KINGSTON, Jamaica -- (AP) -- -- An increase in fatal shootings by police is setting back efforts to curb violence and build faith in the Caribbean nation's justice system, Amnesty International said Tuesday. A report by the London-based group said the killings reflect a disregard for human rights in the island's inner cities, where residents are cut off from many basic services and violent gang leaders often hold more influence than government authorities.
Still, the report praised a series of reforms the government has proposed since last year, when an Amnesty report found the island of 2.8 million has one of the highest rates of police killings in the Western Hemisphere.
"The outlook for Jamaica is still grim," said Kerrie Howard, Amnesty's deputy director for the Americas. "What is different now is that we finally see initiatives that might lead to real change."
Karl Angell, a spokesman for the Jamaica Constabulary Force, said the positives in the report reflect recent anti-corruption efforts.
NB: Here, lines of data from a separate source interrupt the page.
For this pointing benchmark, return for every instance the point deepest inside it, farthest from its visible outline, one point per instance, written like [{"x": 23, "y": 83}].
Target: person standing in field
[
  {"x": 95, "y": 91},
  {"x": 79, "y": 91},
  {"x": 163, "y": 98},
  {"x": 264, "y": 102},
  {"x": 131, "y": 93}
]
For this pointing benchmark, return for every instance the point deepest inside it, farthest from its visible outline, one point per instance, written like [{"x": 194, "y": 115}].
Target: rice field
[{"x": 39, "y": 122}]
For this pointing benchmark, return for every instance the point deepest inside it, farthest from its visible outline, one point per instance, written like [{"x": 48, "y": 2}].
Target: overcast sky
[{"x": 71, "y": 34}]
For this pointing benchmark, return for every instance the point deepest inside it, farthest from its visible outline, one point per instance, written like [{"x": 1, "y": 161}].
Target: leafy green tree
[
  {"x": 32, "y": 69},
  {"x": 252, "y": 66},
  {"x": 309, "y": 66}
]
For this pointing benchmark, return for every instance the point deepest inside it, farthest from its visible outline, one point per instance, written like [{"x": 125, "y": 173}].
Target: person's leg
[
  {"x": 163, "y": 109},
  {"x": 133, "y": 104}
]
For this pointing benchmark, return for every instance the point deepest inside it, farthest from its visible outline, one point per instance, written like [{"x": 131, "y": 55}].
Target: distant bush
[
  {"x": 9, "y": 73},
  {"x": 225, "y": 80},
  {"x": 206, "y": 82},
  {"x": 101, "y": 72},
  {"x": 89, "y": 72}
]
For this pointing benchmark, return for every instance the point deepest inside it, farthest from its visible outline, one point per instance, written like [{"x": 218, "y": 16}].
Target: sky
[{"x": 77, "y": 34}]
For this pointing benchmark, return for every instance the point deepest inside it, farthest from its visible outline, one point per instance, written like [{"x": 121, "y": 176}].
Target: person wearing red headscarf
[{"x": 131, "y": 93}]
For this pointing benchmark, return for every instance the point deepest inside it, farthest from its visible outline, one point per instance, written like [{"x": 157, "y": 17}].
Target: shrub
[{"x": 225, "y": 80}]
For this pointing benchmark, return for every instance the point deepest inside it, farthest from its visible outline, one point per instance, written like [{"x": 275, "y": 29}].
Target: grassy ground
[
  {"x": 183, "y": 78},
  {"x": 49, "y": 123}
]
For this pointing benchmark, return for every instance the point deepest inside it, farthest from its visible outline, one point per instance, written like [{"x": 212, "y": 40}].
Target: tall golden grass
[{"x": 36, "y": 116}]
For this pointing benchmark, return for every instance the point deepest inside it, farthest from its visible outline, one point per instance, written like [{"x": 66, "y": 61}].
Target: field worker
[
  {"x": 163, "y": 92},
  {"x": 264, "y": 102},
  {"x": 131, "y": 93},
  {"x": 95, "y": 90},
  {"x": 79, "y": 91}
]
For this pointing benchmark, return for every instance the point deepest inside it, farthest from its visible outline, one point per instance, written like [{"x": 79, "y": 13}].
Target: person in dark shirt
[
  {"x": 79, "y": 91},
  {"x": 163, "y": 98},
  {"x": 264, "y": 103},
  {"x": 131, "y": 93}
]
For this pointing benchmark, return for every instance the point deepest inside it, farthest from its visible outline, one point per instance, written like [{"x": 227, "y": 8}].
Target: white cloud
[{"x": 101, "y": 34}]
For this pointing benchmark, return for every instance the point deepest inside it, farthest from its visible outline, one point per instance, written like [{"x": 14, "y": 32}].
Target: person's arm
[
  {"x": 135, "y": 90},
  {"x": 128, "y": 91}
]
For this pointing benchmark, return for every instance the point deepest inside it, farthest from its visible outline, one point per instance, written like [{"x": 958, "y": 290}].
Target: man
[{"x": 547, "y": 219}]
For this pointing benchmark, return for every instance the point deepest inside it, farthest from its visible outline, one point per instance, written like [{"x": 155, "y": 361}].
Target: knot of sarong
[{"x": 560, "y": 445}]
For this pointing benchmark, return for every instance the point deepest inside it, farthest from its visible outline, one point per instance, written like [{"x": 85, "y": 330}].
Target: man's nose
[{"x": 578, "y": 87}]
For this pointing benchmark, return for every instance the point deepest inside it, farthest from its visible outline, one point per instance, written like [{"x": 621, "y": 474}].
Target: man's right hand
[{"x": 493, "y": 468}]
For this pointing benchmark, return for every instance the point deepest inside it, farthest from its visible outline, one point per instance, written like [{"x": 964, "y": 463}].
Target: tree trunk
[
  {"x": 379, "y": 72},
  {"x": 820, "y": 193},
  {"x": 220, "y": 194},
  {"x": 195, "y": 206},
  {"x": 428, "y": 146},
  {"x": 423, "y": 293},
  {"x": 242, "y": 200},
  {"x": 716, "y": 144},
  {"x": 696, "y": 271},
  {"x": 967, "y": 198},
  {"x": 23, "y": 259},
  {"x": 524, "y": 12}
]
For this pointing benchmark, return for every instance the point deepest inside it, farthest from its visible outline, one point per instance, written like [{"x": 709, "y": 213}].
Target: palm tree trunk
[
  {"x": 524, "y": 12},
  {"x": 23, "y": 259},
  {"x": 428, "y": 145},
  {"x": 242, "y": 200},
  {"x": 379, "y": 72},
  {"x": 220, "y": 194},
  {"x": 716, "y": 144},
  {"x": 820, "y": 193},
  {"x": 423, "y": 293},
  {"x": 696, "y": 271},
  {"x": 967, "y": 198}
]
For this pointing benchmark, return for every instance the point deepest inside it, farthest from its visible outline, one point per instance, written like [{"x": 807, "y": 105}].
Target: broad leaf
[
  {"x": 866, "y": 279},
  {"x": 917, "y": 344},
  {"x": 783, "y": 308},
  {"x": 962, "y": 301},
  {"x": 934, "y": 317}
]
But he said he could not comment on the killings by police before reviewing the report further.
Police killed 84 people through the first five months of the year -- an increase of 58 percent from the same period last year, according to the report. It said there have been no convictions of a police officer since 2006 despite evidence that shootings involved excessive force, with some amounting to executions.
Six officers have also been killed in the line of duty so far this year.
Police commissioner Hardley Lewin said earlier this year that he planned new training because the use-of-force policy had been widely ignored inside the 8,000-member force.
Jamaica recorded 1,611 murders last year, ranking it among the world's most violent countries. Police say the vast majority of killings can be traced to heavily armed gangs that battle for control of drug-trafficking and extortion rackets.